"ALL RIGHT," THE YOUNG MAN replied. "Make me very wealthy."
The guru did.
The young man was astonished to find himself in a penthouse in the middle of New York City. He had more wealth and power than he had ever imagined possible, and he spent some months learning how much he owned and how to use it.
He was neither evil nor selfish, and he was not satisfied to use his riches in the pursuit of trivial pleasure, so he spent considerable effort trying to bring about quite laudable ends.
Unfortunately, however, neither the wealth itself, or the good he could do with it gave him the kind of centeredness and contentment he was looking for. He remained completely unenlightened, and restless about the nature and purpose of his life.
One day he sat in his penthouse, mulling all of this over, when a house servant approached and spoke.

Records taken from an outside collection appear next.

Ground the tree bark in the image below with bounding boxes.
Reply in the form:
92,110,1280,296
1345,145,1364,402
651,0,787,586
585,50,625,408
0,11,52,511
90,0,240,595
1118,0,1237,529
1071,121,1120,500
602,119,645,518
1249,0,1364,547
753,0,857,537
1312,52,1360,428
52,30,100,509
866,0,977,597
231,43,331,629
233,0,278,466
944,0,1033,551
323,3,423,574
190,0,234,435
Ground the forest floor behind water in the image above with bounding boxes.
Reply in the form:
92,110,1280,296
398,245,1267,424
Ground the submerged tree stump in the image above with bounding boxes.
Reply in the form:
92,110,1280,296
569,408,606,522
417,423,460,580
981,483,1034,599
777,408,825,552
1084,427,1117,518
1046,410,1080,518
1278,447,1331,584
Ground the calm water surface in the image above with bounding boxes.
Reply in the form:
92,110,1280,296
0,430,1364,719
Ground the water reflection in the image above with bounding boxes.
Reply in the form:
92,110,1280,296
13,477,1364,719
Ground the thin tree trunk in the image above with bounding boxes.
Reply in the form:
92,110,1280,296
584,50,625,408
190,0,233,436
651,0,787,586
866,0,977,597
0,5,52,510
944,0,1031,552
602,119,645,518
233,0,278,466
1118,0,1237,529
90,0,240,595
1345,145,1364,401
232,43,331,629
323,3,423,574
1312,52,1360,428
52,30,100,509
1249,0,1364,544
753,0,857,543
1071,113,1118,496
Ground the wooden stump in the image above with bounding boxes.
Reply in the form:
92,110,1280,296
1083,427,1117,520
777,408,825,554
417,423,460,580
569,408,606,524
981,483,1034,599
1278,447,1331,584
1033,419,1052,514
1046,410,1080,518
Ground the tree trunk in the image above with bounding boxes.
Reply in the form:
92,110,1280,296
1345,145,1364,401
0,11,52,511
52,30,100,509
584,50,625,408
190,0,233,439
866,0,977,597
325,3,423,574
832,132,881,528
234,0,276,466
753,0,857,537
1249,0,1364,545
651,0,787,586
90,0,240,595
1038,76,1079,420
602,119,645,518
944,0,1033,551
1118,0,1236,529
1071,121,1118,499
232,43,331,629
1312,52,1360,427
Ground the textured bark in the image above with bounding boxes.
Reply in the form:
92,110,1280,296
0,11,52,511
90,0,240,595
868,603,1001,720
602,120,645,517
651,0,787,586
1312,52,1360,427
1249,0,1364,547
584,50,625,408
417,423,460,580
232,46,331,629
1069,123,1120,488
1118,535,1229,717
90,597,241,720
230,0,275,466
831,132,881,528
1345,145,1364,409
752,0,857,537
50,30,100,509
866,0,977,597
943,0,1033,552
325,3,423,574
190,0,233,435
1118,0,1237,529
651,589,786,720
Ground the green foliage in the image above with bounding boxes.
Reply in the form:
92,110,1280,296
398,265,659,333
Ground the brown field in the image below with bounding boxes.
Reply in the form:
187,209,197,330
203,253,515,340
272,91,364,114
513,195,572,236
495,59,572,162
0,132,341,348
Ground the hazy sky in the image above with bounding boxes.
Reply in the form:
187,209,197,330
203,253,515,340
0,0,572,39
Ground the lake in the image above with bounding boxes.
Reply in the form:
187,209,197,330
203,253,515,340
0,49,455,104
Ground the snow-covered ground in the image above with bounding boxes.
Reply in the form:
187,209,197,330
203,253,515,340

"Riches don't do it for you?"
The young man looked up and was astonished to see that the servant was none other than the old guru.
"Not so much," he replied.
"You've accomplished great things. Done a lot of good."
"Yes, but I'm still not connected somehow. I feel separate from it all."
"Of course. Wealth, even great wealth, changes nothing. And you remember what I said about wishes. You knew nothing of wealth, so a wish for it was bound to be fruitless. It was a fantasy, and fantasies do not lead to enlightenment. Are you ready for your second wish?"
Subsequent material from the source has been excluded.